From the assignment description:
Part B consists of a simple dataset of residential power usage for January 1998 until December 2013. Your assignment is to model these data and a monthly forecast for 2014. The data is given in a single file. The variable ‘KWH’ is power consumption in Kilowatt hours, the rest is straight forward.
# Loading packages
library(readxl)
library(fpp3)
library(dplyr)
library(tsibble)
library(zoo)
library(readr)
# Specify the working directory
setwd("F:/git/cuny-msds/data624-predictive-analytics/projects/project-1")
power <- read_excel("data/ResidentialCustomerForecastLoad-624.xlsx")
# rename columns
colnames(power) <- c(
"casesequence",
"month",
"kwh"
)
#rename columns
glimpse(power)
## Rows: 192
## Columns: 3
## $ casesequence <dbl> 733, 734, 735, 736, 737, 738, 739, 740, 741, 742, 743, 74…
## $ month <chr> "1998-Jan", "1998-Feb", "1998-Mar", "1998-Apr", "1998-May…
## $ kwh <dbl> 6862583, 5838198, 5420658, 5010364, 4665377, 6467147, 891…
Looking at the values in the data, it looks like the column
month represents the month but it is currently represented
as a string and will need to represent a date.
power_ts <- power |>
mutate(month = yearmonth(month)) |>
as_tsibble(
index = month
) |>
select(-casesequence)
power_ts |>
autoplot()
## Plot variable not specified, automatically selected `.vars = kwh`
power_ts |>
filter(is.na(kwh))
## # A tsibble: 1 x 2 [1M]
## month kwh
## <mth> <dbl>
## 1 2008 Sep NA
power_ts |>
arrange(kwh)
## Warning: Current temporal ordering may yield unexpected results.
## ℹ Suggest to sort by ``, `month` first.
## # A tsibble: 192 x 2 [1M]
## month kwh
## <mth> <dbl>
## 1 2010 Jul 770523
## 2 2005 Nov 4313019
## 3 1999 Dec 4419229
## 4 1999 May 4426794
## 5 1999 Nov 4436269
## 6 2005 May 4453983
## 7 2006 Nov 4458429
## 8 2001 Nov 4461979
## 9 2008 Nov 4555602
## 10 2008 May 4608528
## # ℹ 182 more rows
Fixing the date allowed us to plot this timeseries and we can see that it is highly seasonal with not much of a trend. There also seems to be one outlier in July 2010 where the power has dropped off significantly. Additionally, there’s a gap in September 2010, which we will need to fill.

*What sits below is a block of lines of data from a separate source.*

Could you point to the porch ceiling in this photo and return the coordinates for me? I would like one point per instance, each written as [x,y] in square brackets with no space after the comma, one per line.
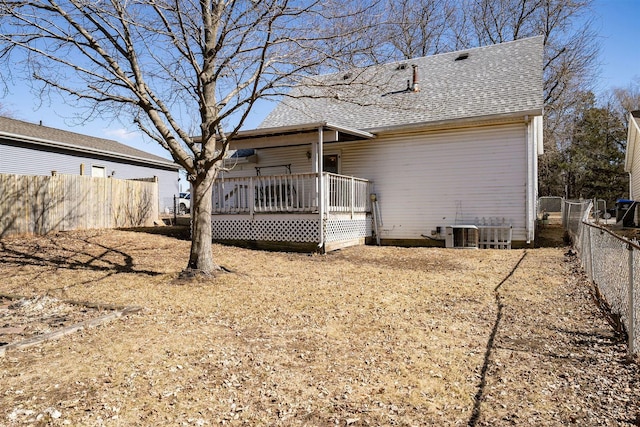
[296,135]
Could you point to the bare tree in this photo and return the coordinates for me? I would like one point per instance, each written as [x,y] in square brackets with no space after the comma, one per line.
[626,99]
[186,72]
[417,28]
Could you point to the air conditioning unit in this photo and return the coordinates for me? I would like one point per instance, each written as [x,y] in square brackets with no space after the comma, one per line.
[461,237]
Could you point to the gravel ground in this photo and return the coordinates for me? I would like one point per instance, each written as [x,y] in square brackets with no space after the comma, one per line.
[363,336]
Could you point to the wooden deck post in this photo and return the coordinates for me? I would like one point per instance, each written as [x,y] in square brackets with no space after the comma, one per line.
[320,188]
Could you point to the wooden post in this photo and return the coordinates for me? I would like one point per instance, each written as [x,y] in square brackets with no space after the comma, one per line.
[320,188]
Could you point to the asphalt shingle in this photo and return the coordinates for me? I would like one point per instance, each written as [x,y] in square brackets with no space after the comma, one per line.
[44,133]
[498,79]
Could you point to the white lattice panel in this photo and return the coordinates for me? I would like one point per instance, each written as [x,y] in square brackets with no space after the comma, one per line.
[294,230]
[235,229]
[346,229]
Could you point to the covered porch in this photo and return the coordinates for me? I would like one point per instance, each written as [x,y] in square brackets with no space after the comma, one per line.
[310,211]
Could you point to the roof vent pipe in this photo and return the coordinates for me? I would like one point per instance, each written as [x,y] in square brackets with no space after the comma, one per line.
[414,86]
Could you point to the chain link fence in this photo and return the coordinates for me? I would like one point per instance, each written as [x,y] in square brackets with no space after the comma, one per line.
[611,262]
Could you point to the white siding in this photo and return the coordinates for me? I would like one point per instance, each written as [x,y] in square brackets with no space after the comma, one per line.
[444,178]
[634,178]
[428,180]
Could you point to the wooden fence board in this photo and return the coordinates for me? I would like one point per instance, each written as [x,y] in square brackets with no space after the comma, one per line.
[44,204]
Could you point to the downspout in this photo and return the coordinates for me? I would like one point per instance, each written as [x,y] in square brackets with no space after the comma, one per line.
[320,187]
[530,156]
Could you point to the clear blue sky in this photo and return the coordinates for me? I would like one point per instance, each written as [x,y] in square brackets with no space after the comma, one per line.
[616,22]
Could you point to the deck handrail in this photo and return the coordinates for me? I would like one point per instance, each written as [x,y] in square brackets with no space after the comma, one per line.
[290,193]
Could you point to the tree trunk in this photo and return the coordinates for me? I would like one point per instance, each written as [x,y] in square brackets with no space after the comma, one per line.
[201,257]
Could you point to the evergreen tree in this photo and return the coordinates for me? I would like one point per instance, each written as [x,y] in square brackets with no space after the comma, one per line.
[594,161]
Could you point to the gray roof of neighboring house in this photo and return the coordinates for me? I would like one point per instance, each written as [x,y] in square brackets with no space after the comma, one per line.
[503,79]
[42,135]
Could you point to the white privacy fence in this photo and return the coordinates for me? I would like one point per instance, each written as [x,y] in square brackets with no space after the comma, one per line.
[612,263]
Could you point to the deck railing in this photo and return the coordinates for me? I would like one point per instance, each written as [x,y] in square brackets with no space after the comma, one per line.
[293,193]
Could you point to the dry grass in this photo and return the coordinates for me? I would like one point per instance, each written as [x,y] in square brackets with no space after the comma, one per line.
[364,336]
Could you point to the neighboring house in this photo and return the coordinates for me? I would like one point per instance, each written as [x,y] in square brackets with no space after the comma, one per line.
[405,150]
[32,149]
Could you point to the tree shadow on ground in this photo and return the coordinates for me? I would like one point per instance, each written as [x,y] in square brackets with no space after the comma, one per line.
[81,254]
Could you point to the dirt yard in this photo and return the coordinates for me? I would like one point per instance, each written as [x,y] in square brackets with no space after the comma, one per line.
[366,336]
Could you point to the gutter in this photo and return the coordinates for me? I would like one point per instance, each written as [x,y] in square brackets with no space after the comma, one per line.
[71,147]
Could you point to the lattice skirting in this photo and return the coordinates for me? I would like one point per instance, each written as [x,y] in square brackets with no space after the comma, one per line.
[279,229]
[346,229]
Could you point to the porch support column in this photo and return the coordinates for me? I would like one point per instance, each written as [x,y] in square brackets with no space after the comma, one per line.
[320,175]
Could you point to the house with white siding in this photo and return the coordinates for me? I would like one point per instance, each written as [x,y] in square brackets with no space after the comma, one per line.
[632,155]
[32,149]
[427,151]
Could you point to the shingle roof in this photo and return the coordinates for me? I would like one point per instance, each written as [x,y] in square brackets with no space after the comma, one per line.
[500,79]
[17,129]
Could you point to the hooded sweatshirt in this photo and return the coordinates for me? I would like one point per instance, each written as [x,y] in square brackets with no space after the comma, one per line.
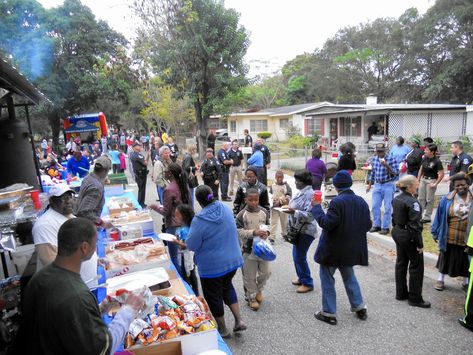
[213,237]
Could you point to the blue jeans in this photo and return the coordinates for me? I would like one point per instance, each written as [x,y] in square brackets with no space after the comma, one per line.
[383,192]
[329,295]
[299,255]
[224,182]
[173,248]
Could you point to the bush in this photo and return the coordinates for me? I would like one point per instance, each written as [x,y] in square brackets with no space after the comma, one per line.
[264,135]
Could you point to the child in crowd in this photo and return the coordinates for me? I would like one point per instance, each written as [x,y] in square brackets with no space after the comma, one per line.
[184,215]
[122,158]
[115,155]
[282,193]
[255,270]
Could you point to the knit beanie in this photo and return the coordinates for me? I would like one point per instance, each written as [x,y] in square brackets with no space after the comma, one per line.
[342,180]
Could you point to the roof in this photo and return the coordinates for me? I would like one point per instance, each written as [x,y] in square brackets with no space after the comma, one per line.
[282,111]
[13,81]
[388,107]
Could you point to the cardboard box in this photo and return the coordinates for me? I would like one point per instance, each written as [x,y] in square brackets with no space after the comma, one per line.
[172,348]
[190,344]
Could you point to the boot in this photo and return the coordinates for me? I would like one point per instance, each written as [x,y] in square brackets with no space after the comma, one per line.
[222,327]
[239,325]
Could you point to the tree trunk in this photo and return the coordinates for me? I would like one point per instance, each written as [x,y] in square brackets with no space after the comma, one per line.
[55,123]
[201,123]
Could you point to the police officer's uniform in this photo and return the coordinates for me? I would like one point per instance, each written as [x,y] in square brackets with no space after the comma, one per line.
[212,171]
[407,233]
[459,163]
[267,160]
[141,172]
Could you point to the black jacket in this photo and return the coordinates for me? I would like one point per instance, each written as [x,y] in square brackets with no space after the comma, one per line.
[239,203]
[406,219]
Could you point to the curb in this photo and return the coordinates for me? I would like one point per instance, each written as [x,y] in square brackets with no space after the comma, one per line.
[388,243]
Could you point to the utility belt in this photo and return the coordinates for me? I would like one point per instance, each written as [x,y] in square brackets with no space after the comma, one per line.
[404,227]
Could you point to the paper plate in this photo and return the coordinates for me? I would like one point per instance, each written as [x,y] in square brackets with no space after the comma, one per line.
[167,237]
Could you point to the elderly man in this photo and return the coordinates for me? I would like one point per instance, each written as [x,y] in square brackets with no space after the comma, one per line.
[159,168]
[225,162]
[46,228]
[342,246]
[140,169]
[92,193]
[60,314]
[383,174]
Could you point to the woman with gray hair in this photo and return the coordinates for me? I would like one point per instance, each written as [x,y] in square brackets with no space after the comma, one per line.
[303,227]
[160,167]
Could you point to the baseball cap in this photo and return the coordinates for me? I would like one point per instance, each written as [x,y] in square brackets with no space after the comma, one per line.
[59,190]
[380,147]
[104,162]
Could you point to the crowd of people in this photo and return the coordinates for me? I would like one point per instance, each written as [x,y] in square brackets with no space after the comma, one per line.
[214,243]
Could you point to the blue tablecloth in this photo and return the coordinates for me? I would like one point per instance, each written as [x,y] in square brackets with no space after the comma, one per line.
[102,292]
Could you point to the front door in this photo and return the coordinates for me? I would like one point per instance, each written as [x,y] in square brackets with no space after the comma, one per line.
[333,131]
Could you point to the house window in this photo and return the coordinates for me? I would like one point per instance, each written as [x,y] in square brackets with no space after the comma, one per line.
[258,125]
[350,126]
[314,125]
[283,123]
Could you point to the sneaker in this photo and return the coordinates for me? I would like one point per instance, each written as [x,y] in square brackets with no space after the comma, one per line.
[254,305]
[421,304]
[439,286]
[259,297]
[362,314]
[304,289]
[328,320]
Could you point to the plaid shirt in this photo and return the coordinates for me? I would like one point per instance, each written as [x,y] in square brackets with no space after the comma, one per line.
[379,173]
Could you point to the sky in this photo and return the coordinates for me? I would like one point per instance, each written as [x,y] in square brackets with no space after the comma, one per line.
[279,29]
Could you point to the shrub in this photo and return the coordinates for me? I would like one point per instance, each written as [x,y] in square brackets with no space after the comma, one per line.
[264,135]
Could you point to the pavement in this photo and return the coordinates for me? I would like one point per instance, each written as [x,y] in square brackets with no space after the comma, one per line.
[285,323]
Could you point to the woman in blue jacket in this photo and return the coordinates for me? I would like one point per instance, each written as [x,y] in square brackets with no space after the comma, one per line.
[213,237]
[449,230]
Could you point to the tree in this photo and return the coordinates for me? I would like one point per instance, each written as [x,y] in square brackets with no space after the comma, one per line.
[445,49]
[163,110]
[197,47]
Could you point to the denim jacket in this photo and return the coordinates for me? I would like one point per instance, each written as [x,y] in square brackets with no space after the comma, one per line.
[302,203]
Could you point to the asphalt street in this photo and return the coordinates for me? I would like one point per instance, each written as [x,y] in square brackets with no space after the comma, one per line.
[285,323]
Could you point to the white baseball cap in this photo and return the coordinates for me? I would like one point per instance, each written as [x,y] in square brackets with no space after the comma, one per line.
[59,190]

We found two items that will need to address to fix this time series.
For the gap, we can perform a simple linear interpolation. This seems valid as it seems that the power was going to begin the descending part of the cycle.
power_ts <- power_ts |>
mutate(
kwh = na.approx(kwh, na.rm = FALSE)
)
power_ts |>
autoplot()
## Plot variable not specified, automatically selected `.vars = kwh`
power_ts |>
filter(is.na(kwh))
## # A tsibble: 0 x 2 [?]
## # ℹ 2 variables: month <mth>, kwh <dbl>
We can now see that we’ve filled the gap with a value between August 2008 and October 2008.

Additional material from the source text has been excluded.